Why on earth encourage people who already have problems with arms or legs to get on skis or snowboards and cause more injuries to more arms and legs?
Then my friend Joe, who is self-employed and about 40, got interested in winter sports, and I understood: The best way to attract the attention of healthy, active people who generally take good care of themselves but think they are invincible is to reach them when they have wiped out while skiing, snowboarding, skateboarding, snorkeling or the like.
Of course, no one wants to insure a burning house against fire.
No one really wants to insure a skiier rushing down a black diamond trail against the risk of banging into a tree on the black diamond trail.
But, on the other hand, if an insurer can somehow deal with the risk of black diamond trails and similar threats in the design and pricing of a disability insurance policy — or, perhaps, a life insurance or long-term care insurance (LTCI) policy — it seems as if the black diamond trail itself is the protection seller’s best friend.
Joe, for example (many details here are changed to protect Joe’s identity, in case he is, in reality, a super hero, and the bad guys are looking for him), is used to bounding up stairs in a single leap, biking around major metropolitan areas as if they were suburban cul de sacs, and toting heavy suitcases and boxes around as if they were lunchboxes. Most of the time, he has a hard time grasping the possibility that other people might find any ordinary physical activity tiring, let alone the possibility that he himself could have trouble with some activity as trivial as running a marathon or climbing up the mast of a sailboat.
Normally, when I tell Joe that I write about disability insurance, and I mention that disability insurance is a product self-employed people ought to consider buying, he looks about as interested as if I had suggested that some people in the world make a living by growing cassava root, or that some people enjoy macrame. Those topics normally have no meaning for him.

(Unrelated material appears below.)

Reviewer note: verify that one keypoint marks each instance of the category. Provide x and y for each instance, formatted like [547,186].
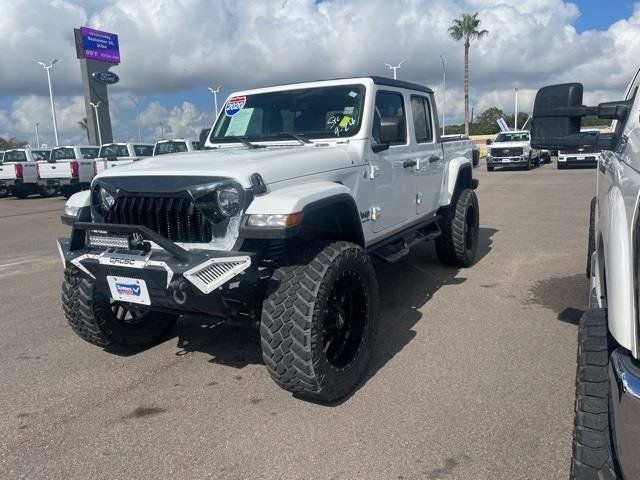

A few weeks ago, however, he took advantage of what will probably be the last few flurries of snow of the season and went snowboarding. At one point, he toppled over and banged up his ribs and his knees.
For an hour or two, he could barely walk. He probably hadn’t done anything at all to his life expectancy, or his expectancy for years of healthy life, but, for a week or two, he could move only about as well as most people can move when they’ve been working out regularly. He suddenly had to make an effort to climb stairs or lift heavy objects. He couldn’t sleep comfortably on his stomach. He sometimes needed more than four hours of sleep a night.
The next time I saw him after that, he told me, “Wow, it was horrible. What if I’d been like that for a whole week? How would I have gone to work? What would I do if I couldn’t work?”
Suddenly, Joe knew why someone might find the topic of disability insurance interesting.